In der Zwischenzeit wurde eine Infrastruktur der sozialen Bewegungen geschaffen, darunter Informationskanäle, zivilgesellschaftliche Verbindungen in Gestalt von Wohngemeinschaften und Nachbarschaftshilfen oder Chats für die Kommunikation. Es wurden Mechanismen für eine einfache und schnelle Mobilisierung der Protestbewegung gebildet, die jederzeit genutzt werden können. Und in einer stark politisierten Gesellschaft, die in Bewegung geraten ist, droht bei jedem Anlass eine neue Explosion.
Die Taktik der Behörden besteht darin, die Protestbewegung zu spalten. Dazu gehörte Lukaschenkos Besuch in einer Untersuchungshaftanstalt. Am 10. Oktober 2020 traf er sich unangekündigt mit zwölf politischen Gefangenen. Ein kleiner Schritt in Richtung Kompromiss. Er hält seine Position offenbar nicht für so stark, wie es auf den ersten Blick erscheint. Diese Schlussfolgerung ergibt sich aus diesem seltsamen Besuch im Gefängnis.
Zugleich will er ein neues Zentrum der Opposition schaffen. Dieser Teil der Gegner des Regimes soll das Volk auffordern, die Proteste zu stoppen und sich an der Entwicklung einer neuen Verfassung zu beteiligen.
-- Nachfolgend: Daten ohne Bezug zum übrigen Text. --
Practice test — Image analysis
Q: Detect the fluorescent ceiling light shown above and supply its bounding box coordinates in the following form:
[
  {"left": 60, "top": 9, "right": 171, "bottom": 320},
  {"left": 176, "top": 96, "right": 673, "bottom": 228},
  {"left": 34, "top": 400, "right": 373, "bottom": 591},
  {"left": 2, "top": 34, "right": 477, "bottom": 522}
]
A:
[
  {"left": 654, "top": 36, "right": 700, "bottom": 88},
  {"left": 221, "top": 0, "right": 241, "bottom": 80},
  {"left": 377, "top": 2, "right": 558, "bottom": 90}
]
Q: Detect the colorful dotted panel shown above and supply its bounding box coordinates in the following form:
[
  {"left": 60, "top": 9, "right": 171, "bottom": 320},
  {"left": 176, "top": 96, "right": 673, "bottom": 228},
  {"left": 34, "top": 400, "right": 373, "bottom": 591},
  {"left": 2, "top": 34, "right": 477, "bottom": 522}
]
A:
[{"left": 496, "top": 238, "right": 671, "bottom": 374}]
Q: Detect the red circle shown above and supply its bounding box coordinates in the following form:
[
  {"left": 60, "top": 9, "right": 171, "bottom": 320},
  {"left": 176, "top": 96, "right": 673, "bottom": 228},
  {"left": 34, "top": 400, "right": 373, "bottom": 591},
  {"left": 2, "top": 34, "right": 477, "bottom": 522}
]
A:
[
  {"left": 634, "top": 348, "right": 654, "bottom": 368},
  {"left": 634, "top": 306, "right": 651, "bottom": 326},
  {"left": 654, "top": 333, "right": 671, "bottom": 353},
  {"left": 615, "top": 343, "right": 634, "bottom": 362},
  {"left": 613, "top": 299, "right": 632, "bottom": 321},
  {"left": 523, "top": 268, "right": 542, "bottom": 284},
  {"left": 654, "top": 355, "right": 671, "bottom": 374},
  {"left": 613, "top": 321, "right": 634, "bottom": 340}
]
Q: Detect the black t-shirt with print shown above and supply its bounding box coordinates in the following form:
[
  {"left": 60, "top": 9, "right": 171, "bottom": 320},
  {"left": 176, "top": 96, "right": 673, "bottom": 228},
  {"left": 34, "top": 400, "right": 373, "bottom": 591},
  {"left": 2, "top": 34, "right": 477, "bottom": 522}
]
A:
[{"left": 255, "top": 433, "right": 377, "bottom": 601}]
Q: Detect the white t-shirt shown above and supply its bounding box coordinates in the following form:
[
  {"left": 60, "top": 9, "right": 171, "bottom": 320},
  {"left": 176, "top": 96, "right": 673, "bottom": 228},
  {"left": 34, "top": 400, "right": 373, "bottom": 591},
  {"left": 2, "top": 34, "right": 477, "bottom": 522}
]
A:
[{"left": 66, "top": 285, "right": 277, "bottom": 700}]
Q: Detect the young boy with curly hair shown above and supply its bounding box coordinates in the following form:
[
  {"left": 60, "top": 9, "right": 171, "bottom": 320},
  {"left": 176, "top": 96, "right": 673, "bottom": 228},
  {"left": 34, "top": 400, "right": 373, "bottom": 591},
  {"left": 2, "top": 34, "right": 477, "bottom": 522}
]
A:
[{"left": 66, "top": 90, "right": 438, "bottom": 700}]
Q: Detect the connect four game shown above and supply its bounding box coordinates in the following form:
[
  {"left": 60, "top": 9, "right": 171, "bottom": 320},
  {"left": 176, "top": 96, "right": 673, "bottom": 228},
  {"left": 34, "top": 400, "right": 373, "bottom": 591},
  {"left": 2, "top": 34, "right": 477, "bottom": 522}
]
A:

Die Umsetzung dieser Taktik ist jedoch schlecht. Nach den von den Behörden vorgeschlagenen Regeln ist nur eine Person spielbereit: Yuri Voskresensky.
Die EU unterstützt derweil Swetlana Tichanowskaja, die nach Meinung der belarussischen Opposition die Präsidentschaftswahl gewonnen hat. Sie hat damit einen bedeutsamen internationalen Status erlangt. Davon zeugen auch ihre Treffen mit dem französischen Präsidenten, der deutschen Kanzlerin, der slowakischen Präsidentin sowie einer Reihe von europäischen Außenministern.
Gefahren für Lukaschenko
Weder die symbolischen EU-Sanktionen noch der Rückruf von Botschaftern gefährdet die Position von Lukaschenko. Selbst die Weigerung der EU, ihn als Präsidenten anzuerkennen, ist keine Gefahr für ihn. Aber die wirtschaftlichen Folgen sind gefährlich. Die Konfrontation mit den USA und der EU blockiert die Zusammenarbeit mit internationalen Finanzorganisationen wie dem Internationalen Währungsfonds. Ganz zu schweigen von westlichen Investitionen. Zudem besteht die Gefahr, dass das Projekt des belarussisch-chinesischen Industrieparks »Great Stone« scheitert. Immerhin sahen die Chinesen die Möglichkeit, Produkte von dort in die EU zu verkaufen. Für Peking ist aber ein Weißrussland, das sich im Konflikt mit der EU befindet, nur von geringem Interesse.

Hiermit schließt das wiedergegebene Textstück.